Kranich-Ritter said Hengyi's chess board skill is beginning to reach rarified air. His chess rating of 2,000 establishes him as an expert player.
"It represents one half of 1 percent of all tournament players," said Kranich-Ritter, a former New York state women's chess champion. "That's the level I reached when I played. My student is catching up to me."
Yougui Wu, Hengyi's father and a professor in the Epidemiology and Biostatistics Department at the University of South Florida's College of Public Health, said he is proud of how well his son is handling the win. Hengyi's mother, Hongyan Lu, is a computer engineer. He has a 6-year-old brother, Jay.
"It's not all about the trophy; it is also about spirit," Yougui Wu said.
The professor said he believes discipline and his son's desire to succeed were beneficial, but Hengyi could work harder. Chinese culture in Yougui Wu's generation demanded hard work.
"It takes a lot to get to this point," Yougui Wu said of Hengyi's national title. "I want him to have the experience of being rewarded through hard work."

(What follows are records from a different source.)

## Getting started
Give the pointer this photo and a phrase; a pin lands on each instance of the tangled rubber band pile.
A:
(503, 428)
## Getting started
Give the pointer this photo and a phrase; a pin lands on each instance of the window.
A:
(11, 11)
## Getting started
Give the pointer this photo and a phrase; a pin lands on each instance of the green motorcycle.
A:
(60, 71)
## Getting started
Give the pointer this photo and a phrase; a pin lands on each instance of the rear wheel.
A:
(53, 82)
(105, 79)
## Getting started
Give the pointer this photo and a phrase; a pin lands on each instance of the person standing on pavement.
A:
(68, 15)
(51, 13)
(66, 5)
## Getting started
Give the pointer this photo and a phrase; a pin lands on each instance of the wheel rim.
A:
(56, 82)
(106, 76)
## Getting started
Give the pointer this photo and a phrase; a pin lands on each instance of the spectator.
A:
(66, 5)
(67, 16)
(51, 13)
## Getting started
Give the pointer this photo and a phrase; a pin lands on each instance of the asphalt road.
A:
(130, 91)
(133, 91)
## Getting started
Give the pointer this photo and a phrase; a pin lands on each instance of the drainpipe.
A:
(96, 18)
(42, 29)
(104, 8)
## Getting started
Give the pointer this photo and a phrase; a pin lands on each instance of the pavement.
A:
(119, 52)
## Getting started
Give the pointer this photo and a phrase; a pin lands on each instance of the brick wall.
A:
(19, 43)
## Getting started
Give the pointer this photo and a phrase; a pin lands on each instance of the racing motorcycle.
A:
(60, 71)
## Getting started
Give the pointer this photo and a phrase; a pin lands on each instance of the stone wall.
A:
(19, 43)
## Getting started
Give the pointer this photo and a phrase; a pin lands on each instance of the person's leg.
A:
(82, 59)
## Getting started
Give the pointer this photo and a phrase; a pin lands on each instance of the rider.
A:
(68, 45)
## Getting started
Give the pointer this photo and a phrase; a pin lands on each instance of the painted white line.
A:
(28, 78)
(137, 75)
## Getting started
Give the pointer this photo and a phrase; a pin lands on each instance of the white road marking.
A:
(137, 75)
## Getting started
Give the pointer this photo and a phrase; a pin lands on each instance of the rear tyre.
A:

Hengyi doesn't follow a rigid practice schedule. Sometimes he spends an hour on weeknights playing online or grabbing a board game. He dedicates from two to four hours studying chess on weekends.
He plans to apply this spring for a spot in the International Baccalaureate program at King High School for next school year. He doesn't plan to compete at the 2009 Grade Nationals in Houston.
Hengyi considers chess a hobby that is likely to take a back seat when he starts college.
Until then, Hengyi plans to focus on increasing his chess rating to potentially 2,200 to become a master player. He also wants to earn a spot on the All-American team to represent the country at international tournaments.
"The best way to get better is to analyze the top 10 best players' games and, of course, practice," Hengyi said.